六丁手韓生目光散亂,四肢抽搐,他的肋下早已受傷,方才又加上肚腹處捱了一斧,再被皮盾將肩背敲了一記,全部的戰鬥力已幾乎失去了大半,他明白自己即將到來的厄運是多悽慘,但是,他卻已沒有力量再為自己稍微做點什麼!
長長的嘶喊又像被活活剝下一層皮的野狼在啤叫,不用回頭,韓生也知道又是怎麼回事,嗯,不錯,那是蠍子尾潘瀚的叫聲,他正拋棄了兵器,雙手捂著面孔在蹦跳,鮮血骨突突自他蒙著臉的雙手十指縫中溢位,胖大娘焦銀花那條帶子所附的尖錐,正沾黏著血糊糊的點點肉糜!
一把刀彭老六兇猛的側旋而上,鋒利的單刀直貫潘瀚,寒光一閃,“噗嗤”一聲已從潘瀚的右肋刺進左腹穿出,嘶啞斷腸的嗥吼雜在破腹而出的肚腸裡,那麼慘厲,又那麼尖銳!
身軀大大的搖晃了一下,韓生只覺得眼前一陣無邊的血紅,腦袋疼痛欲裂;而冰冷的,戟斧的刃口己如此輕巧的擱在他的頸項上了。
“朋友,屋後的三月弟子已經出來過了,而且,如你所說,他們已豁出命幹了,現在,你還有什麼話說?”
六丁手韓生面孔的肌肉痙攣了一下,孱弱的道:“但求速……死!”
寒山重驀地大笑道:“對這人生,你就如此沒有留戀了麼?”
胖大娘焦銀花一陣風似的衝了上來,尖叫道:“你少裝他孃的英雄,寒大當家,休要叫這老小子用話扣著了,他即使想死,就乾脆成全他便了!”
六丁手韓生雙目倏睜,眼珠上紅絲密佈,似放射著火焰般瞪視著胖大娘道:
“焦銀花,我韓生死不足惜,可惜的是三月派會剝你的皮為我墊棺,揚你的骨灰散於我墳土,剜你的心祭我之靈!”
胖大娘一張已經焦黃的肥臉一下子氣成了大塊豬肝,她雙手叉腰,殺雞似尖吼道:“什麼?姓韓的,你這該殺幹刀老甲魚,你可知道你現在的身份?你已是階下之囚,猶敢如此張狂詛咒老孃?看老孃割掉你那狗舌頭……”
韓生豁然狂笑,啞著嗓子道:
“老刁婦,你不用往你臉上貼金了,今夜若非寒山重橫加插手,只怕此刻你這刁婦早已屍骨僵冷;我韓生是栽于姓寒的手裡,你這老妖這邊也沾不上!”
冷冷的,寒山重道:
“韓生,我寒山重看你是一條漢子,現在,你自行了斷也罷!”
韓生全身起了一陣不可抑止的顫抖;他微微怔仲了片刻,突然放聲瘋狂的笑了起來,笑聲裡帶著淚,帶著痙攣,帶著一種沁著血的悲哀,好一陣,他停住了笑,狠烈的道:“寒山重,你記著我,如果人有來生,來生我會不辭萬難的尋找你,尋找你索回這筆血債!”

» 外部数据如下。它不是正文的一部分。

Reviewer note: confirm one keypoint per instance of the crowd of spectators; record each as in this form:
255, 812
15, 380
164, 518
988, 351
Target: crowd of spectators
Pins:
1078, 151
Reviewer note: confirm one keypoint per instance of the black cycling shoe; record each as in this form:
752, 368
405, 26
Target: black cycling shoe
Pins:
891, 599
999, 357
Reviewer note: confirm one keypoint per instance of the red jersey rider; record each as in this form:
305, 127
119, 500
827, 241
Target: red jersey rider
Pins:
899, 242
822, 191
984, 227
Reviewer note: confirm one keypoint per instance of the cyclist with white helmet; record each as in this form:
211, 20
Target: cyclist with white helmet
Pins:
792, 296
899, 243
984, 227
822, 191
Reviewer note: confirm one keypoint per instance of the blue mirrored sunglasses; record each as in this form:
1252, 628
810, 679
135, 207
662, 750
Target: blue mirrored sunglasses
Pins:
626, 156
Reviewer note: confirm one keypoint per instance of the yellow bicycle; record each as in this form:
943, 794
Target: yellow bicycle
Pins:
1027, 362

寒山重不但沒有憤怒,反而帶著異常凝重的肅穆之色退後兩步,緩緩地道:
“寒山重記著,朋友,我等著你!”
六丁手韓生咧著唇一笑,那笑,卻是如此悽慘與斷腸,驟然間他的面孔變得無比猙獰,猛地張口又猛地將牙齒合攏,於是,“咔嚓”一聲似摘去了心,他已硬生生將自己的舌頭連根咬斷:
熱血突突自他口中湧出,他扭曲著臉,咿唔著呻吟,又高舉右掌,奮力劈向他自己的頭頂!
“噗”的一聲悶響,挾著紅的血,白濃的漿。濺上他的衣襟,濺得四周斑斑點點,掌緣還在腦殼中,他那魁梧的身軀已慢慢倒下!
空氣裡一片血腥,一片沉靜,死亡的陰影似己成實質般籠罩在周遭,胖大娘焦銀花乾乾的嚥了口唾沫,嘴邊蠕動了一會卻沒有吐出一個字來:
靜靜地寒山重道:“焦大娘,江湖上的好漢,要死就應該是這種死法!”
不自覺的打了個寒噤,胖大娘吶吶的道:“六丁手在武林中,名聲也是響噹噹的,只怕連他自己也想不到會落得這種下場……”
寒山重仰首望天,淡淡地道:“寒山重從不計較這些,因為我們不知道我們將來的下場會如何,可能比他好,也可能比他更悲慘!”